Emboldened by survey results, such as the one Pew Research conducted last year that showed 81 percent of Democrats and 50 percent of Republicans support a ban on so-called “assault weapons,” the slate of 2020 Democrat candidates aren’t shy about discussing the issue. But ask a gun owner if they’ve ever participated n such a survey and the likelihood of them saying “no” is pretty good.
Guns are likely to be a major issue in the 2020 campaign for a couple of reasons. President Donald Trump, while he hasn’t pleased everyone in the firearms community, has been filling federal court vacancies with conservative judges who presumably adhere to the Bill of Rights as inclusive of the Second Amendment. He has also named Associate Justices Brett Kavanaugh and Neil Gorsuch to the Supreme Court.
Democrats want to stop Trump’s court balancing, which may turn out to be the president’s lasting and, in the eyes of embattled gun owners, greatest legacy.
Last October, Pew acknowledged that gun policy in this country “remains divisive, but several proposals still draw bipartisan support.”
Majorities want to prevent insane people from having guns, and they don’t want people on federal watch lists to be able to purchase firearms.
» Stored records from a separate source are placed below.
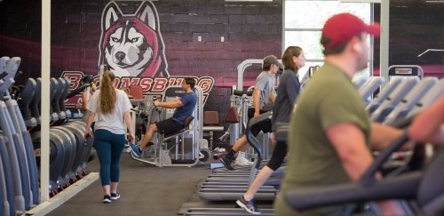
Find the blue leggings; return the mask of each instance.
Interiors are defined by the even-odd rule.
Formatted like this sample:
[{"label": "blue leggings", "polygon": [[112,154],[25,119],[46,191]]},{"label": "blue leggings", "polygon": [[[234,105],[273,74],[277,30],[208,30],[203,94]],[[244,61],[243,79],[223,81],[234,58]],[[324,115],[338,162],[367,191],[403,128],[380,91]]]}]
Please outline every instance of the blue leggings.
[{"label": "blue leggings", "polygon": [[119,182],[120,156],[125,146],[125,135],[115,134],[107,130],[94,132],[94,148],[100,163],[102,186],[110,181]]}]

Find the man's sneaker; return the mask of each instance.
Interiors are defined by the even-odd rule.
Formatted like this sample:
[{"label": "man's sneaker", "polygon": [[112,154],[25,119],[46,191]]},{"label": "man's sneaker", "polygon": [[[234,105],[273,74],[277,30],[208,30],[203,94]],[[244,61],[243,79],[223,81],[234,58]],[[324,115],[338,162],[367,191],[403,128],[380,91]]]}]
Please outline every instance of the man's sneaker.
[{"label": "man's sneaker", "polygon": [[240,199],[236,201],[237,205],[239,207],[245,209],[245,211],[249,212],[250,213],[252,214],[261,214],[262,212],[256,206],[256,204],[254,203],[254,199],[250,201],[246,201],[243,198],[243,196],[241,196]]},{"label": "man's sneaker", "polygon": [[230,171],[234,171],[234,167],[233,167],[233,166],[231,165],[231,162],[232,162],[232,160],[230,160],[230,159],[226,158],[226,156],[220,157],[219,161],[220,161],[220,162],[222,162],[222,164],[224,164],[224,166],[225,166],[226,169],[228,169],[228,170],[230,170]]},{"label": "man's sneaker", "polygon": [[239,165],[239,166],[247,166],[247,165],[252,165],[253,163],[249,161],[245,157],[237,156],[236,161],[234,162],[234,164]]},{"label": "man's sneaker", "polygon": [[142,152],[139,149],[139,145],[130,142],[130,147],[131,148],[131,151],[134,156],[139,157],[140,156],[140,155],[142,155]]},{"label": "man's sneaker", "polygon": [[111,193],[111,200],[118,200],[120,199],[120,195],[119,193]]},{"label": "man's sneaker", "polygon": [[105,204],[111,203],[111,196],[109,196],[109,195],[103,196],[102,202],[105,203]]}]

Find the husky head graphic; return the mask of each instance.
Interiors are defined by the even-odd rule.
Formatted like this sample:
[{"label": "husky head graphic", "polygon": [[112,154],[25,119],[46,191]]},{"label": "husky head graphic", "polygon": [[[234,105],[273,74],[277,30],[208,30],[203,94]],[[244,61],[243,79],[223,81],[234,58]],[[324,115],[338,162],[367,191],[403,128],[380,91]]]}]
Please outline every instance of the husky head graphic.
[{"label": "husky head graphic", "polygon": [[141,3],[135,14],[123,14],[115,2],[102,13],[99,65],[116,76],[169,76],[163,39],[155,5]]}]

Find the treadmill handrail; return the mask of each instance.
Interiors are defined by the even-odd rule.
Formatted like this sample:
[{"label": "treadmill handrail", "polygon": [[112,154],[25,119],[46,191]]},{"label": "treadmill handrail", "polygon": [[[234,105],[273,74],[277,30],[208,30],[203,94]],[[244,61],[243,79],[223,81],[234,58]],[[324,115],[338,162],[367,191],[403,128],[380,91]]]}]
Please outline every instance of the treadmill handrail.
[{"label": "treadmill handrail", "polygon": [[289,123],[278,122],[276,123],[274,128],[274,138],[276,139],[276,141],[287,141],[289,132],[290,130]]},{"label": "treadmill handrail", "polygon": [[408,135],[407,131],[404,131],[402,135],[394,140],[381,154],[375,159],[373,164],[369,167],[369,169],[361,177],[360,183],[362,185],[372,185],[377,182],[375,174],[379,170],[380,167],[387,161],[392,154],[400,148],[406,141],[408,140]]},{"label": "treadmill handrail", "polygon": [[[335,186],[298,188],[284,194],[284,199],[297,210],[310,209],[331,204],[356,203],[368,200],[388,198],[414,198],[420,183],[422,172],[377,181],[375,174],[392,152],[408,140],[407,131],[393,140],[377,156],[362,175],[360,181]],[[400,188],[400,186],[401,186]],[[395,192],[393,192],[393,188]],[[377,193],[376,193],[376,191]],[[386,191],[386,193],[385,193]]]}]

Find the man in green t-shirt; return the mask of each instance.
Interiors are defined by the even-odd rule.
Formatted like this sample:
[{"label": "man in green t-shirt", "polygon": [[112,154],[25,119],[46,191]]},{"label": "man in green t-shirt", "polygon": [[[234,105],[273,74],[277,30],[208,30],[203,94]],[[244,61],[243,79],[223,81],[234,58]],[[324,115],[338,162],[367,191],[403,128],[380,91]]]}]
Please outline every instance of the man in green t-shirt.
[{"label": "man in green t-shirt", "polygon": [[[329,19],[322,29],[324,65],[298,98],[291,119],[288,169],[274,204],[276,215],[346,215],[353,205],[293,210],[281,194],[297,188],[356,181],[373,162],[372,149],[383,149],[401,134],[372,124],[352,83],[367,68],[369,35],[379,25],[367,25],[350,13]],[[394,202],[379,202],[385,213],[400,212]]]}]

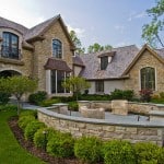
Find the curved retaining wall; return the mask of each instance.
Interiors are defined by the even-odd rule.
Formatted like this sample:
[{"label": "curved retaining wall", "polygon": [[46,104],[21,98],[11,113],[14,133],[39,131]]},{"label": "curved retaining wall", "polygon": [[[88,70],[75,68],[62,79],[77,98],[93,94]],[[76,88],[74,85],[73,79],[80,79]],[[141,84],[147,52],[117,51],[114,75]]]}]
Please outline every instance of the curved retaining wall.
[{"label": "curved retaining wall", "polygon": [[48,127],[71,132],[73,137],[95,136],[104,140],[120,139],[131,143],[151,141],[164,143],[164,121],[110,121],[57,114],[46,108],[38,109],[38,119]]}]

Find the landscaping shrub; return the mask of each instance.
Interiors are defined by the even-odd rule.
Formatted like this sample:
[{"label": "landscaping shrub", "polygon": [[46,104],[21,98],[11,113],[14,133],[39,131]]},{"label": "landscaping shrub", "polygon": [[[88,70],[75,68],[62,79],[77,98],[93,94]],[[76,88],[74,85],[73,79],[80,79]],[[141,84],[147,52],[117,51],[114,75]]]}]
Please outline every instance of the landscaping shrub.
[{"label": "landscaping shrub", "polygon": [[45,124],[40,122],[38,120],[33,120],[30,124],[27,124],[27,126],[25,127],[25,131],[24,131],[24,137],[26,140],[31,140],[33,141],[34,134],[35,132],[40,129],[44,128]]},{"label": "landscaping shrub", "polygon": [[138,142],[134,144],[138,164],[163,164],[163,150],[151,142]]},{"label": "landscaping shrub", "polygon": [[82,137],[75,141],[74,154],[82,162],[95,164],[102,160],[102,141],[95,137]]},{"label": "landscaping shrub", "polygon": [[0,105],[5,105],[10,101],[11,94],[5,92],[0,92]]},{"label": "landscaping shrub", "polygon": [[128,141],[108,141],[103,152],[105,164],[136,164],[134,150]]},{"label": "landscaping shrub", "polygon": [[69,102],[68,108],[69,108],[69,110],[78,112],[79,104],[77,102]]},{"label": "landscaping shrub", "polygon": [[114,92],[110,93],[110,99],[127,99],[131,101],[133,97],[133,91],[132,90],[118,90],[115,89]]},{"label": "landscaping shrub", "polygon": [[47,143],[47,152],[57,157],[73,156],[74,139],[70,133],[61,133],[49,138]]},{"label": "landscaping shrub", "polygon": [[[46,134],[44,133],[44,131],[46,132]],[[52,128],[38,129],[34,134],[35,147],[45,149],[47,147],[47,142],[48,142],[49,137],[55,134],[55,132],[56,131]]]},{"label": "landscaping shrub", "polygon": [[42,103],[46,98],[47,98],[47,92],[45,91],[38,91],[28,96],[30,103],[34,103],[36,105],[39,105],[39,103]]},{"label": "landscaping shrub", "polygon": [[0,110],[16,110],[17,109],[17,106],[16,105],[10,105],[10,104],[7,104],[7,105],[0,105]]},{"label": "landscaping shrub", "polygon": [[31,122],[34,121],[35,117],[32,115],[28,116],[21,116],[19,117],[19,127],[24,131],[26,126]]},{"label": "landscaping shrub", "polygon": [[43,101],[42,103],[39,103],[40,106],[43,107],[47,107],[47,106],[51,106],[52,104],[56,104],[56,103],[60,103],[61,101],[58,99],[58,98],[52,98],[52,99],[45,99]]}]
There’s no indication from Pew whether the survey asked respondents about infringing on the rights of people whose names may be on a list but haven’t been charged with or convicted of any crime.
While Democrats are eager to push a gun control philosophy that appeals to the increasingly left-leaning base, former House Speaker Newt Gingrich, writing at Fox News Wednesday, has an interesting take on the political situation now developing.
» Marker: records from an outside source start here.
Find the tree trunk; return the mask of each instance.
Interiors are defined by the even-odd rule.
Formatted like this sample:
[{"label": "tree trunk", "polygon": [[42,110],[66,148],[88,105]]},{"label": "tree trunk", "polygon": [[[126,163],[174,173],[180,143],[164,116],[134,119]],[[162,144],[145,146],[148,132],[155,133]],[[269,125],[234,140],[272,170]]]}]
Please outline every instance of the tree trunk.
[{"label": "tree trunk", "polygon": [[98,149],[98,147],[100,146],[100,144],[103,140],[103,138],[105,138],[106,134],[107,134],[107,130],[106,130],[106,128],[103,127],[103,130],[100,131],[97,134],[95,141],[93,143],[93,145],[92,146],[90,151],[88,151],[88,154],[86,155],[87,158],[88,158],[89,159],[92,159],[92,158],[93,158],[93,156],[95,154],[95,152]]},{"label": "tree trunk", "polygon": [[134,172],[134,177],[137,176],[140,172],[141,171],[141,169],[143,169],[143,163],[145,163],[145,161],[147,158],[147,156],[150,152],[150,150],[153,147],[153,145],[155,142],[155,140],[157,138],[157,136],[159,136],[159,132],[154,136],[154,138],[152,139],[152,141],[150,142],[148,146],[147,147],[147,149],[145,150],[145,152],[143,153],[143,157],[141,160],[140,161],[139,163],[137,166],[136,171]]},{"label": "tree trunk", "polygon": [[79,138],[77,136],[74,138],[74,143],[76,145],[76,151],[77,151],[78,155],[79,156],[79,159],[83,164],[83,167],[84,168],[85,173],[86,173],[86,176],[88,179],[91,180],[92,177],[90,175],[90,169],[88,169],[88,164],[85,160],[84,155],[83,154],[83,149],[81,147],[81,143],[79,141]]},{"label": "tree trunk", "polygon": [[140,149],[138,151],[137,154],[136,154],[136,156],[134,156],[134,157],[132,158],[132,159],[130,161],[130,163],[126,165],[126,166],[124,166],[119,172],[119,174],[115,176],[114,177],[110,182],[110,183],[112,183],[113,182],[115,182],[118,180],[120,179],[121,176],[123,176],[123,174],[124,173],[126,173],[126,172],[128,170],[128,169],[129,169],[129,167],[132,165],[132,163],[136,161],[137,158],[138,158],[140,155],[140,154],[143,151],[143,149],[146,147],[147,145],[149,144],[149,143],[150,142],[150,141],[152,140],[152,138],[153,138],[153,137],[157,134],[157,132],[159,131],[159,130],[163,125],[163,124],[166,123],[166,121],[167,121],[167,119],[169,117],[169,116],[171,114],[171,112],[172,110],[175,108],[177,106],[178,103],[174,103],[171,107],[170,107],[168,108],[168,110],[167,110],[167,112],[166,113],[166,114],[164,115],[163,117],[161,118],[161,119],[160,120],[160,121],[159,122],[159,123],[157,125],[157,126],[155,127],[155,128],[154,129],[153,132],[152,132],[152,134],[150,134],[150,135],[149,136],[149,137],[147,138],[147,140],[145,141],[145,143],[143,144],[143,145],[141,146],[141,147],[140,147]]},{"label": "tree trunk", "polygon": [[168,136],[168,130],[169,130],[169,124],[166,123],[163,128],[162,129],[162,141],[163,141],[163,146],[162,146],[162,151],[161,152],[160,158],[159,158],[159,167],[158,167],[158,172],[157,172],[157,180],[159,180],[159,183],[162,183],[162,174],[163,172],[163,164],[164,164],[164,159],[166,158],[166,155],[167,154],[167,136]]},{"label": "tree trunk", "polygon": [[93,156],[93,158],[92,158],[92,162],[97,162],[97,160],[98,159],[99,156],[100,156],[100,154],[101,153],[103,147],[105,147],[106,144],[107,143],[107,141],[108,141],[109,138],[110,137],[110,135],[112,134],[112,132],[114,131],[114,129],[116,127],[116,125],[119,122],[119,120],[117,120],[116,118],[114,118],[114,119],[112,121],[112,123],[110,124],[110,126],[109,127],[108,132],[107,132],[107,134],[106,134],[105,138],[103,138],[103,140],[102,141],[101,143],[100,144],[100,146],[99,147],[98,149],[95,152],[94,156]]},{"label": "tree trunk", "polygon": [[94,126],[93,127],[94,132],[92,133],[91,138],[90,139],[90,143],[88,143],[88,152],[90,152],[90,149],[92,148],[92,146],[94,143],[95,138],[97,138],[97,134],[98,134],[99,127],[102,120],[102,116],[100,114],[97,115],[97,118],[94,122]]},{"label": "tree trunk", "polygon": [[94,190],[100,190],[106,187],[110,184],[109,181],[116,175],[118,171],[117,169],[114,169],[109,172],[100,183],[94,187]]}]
While President Trump has been “proving he was a world leader in Japan, Britain, France, Ireland and Mexico, (House Speaker Nancy) Pelosi’s House Democrats were ineffectually talking about subpoenas and investigations – and asserting that there is no border problem,” Gingrich wrote. “The stature gap just kept growing.
“Pelosi’s shrinking stature,” Gingrich observed, “is more than matched by the decay of the Democratic presidential field.”
He goes on to say that former Vice President Joe Biden, now running ahead of the pack, may not be there for the finish. Biden’s record “makes him vulnerable on issue after issue,” Gingrich said.
“Second,” Gingrich continued, “the dynamic, militant elements of the Democratic Party are all on the left. A recent uprising forced Biden to repudiate a decades-long commitment of support for the 1976 Hyde Amendment – which prevents taxpayer money from being used to pay for most abortions. After a few days of pressure, Biden caved to the left. A lifetime career of citing his Catholicism was washed away by the radical left in less than a week.”
And finally, the former House Speaker stated, “Biden has always been a weak, self-destructive candidate and he is still a weak, self-destructive candidate.”
If or when Biden is surpassed by one of the others, will that candidate be able to convince voters to turn back the clock toward higher taxes, more gun control, more expensive health care, or the notion of a president that is less a leader and more of an apologist for the United States?
That’s the question voters can start asking, and they have about 16 months to come up with an answer.